Skaggs emphasizes that this doesn’t mean the leaders he’s talking about have to be a store manager, but he insists, “They need to be in a position to lead, especially in customer facing situations.”
Another major challenge is training the new people on the acquiring dealership’s systems and processes, he says. “This is hard because whether you realize it or not, there are many processes in your business that everyone ‘just knows,’ but they’ve never been written down, and no one is going to think to teach them to new hires until it causes a problem, which is often not until you are in the middle of busy season.”
Livingston Machinery is a 6-store AGCO dealership group in Oklahoma and Texas. Its most recent acquisition was in February 2016 when it reached an agreement to purchase the ag division of Warren CAT.
Skaggs says the biggest mistakes the dealership has made in trying to transition new acquisitions usually center on people, and often they result from a lack of training for new managers.

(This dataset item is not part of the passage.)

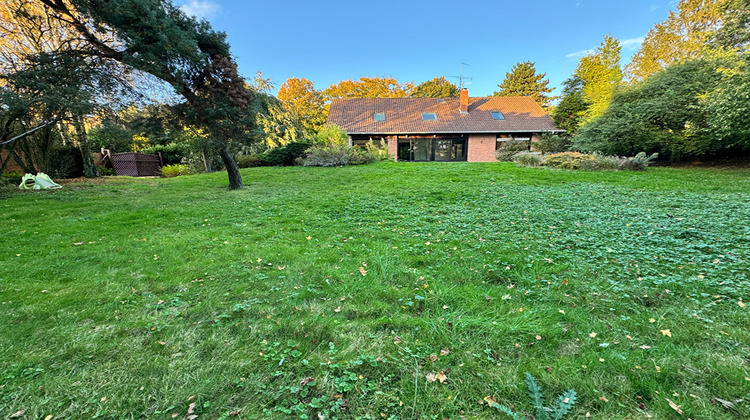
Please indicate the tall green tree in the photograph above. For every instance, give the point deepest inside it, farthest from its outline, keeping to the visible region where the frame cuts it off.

“Sometimes these acquisitions are planned out for years and give you plenty of time to get people ready and sometimes they come along when you least expect them but are too good an opportunity to pass up,” he explains. “This is why it is always important to have backup managers trained in every department in every store. In addition to giving you a backup should the worst happen, it also gives you plenty of management candidates when you need them.”
Leadership & Company Values
Skaggs says along with well trained management, at the heart of every successful transition is leadership. He describes the role of this person as one who can effectively demonstrate and convey the company culture and values. “It is also a good idea for the senior leadership of the company to get to know everyone in the new acquisition that they can and encourage them to call with questions,” adds Skaggs. “Anytime you can have influence in that new business, it is a good thing no matter how busy you are.”
Going hand in hand with effective leadership is clear communication of the company’s mission and the values required to live up to that mission. “They should be written down,” he says. “We hang them on a poster in each dealership.
“Something else that we should have done much sooner is to have our experienced people develop a Standard Operating Procedures Manual. It doesn’t have to be anything extravagant. Start by having them write down the top 10 things that they do most often, then split up the list among your experienced people to write the procedures,” Skaggs explains. “Having everyone invest an hour or so upfront doing this will save the company countless hours and dollars in the long run.”
Common Traps in Acquisitions
Another people mistake is hiring too many people to start, he says. “I hate to say it, but sometimes everyone who worked there before can’t be hired into the company. It may be because they are not a good cultural fit, but it may also be because the math for that level of staffing doesn’t work. Wages are your biggest expense in a dealership and they can break a dealer just like inventory can,” says Skaggs.
“You have determine beforehand what the correct staffing levels are based on projections, and stick to it. This is especially hard when you have new managers who think they need more help than they really do.”
Finally, he advises dealers contemplating an acquisition to not become a victim of what he calls “deal heat,” which often happens during the excitement of expanding.
“When making that acquisition, you often end up agreeing to things that hurt the new business instead of help it because you just want to get it finished and you are excited about the prospects. A good rule of thumb is that if you wouldn’t have considered doing it in your existing business, you shouldn’t consider it in the acquisition.”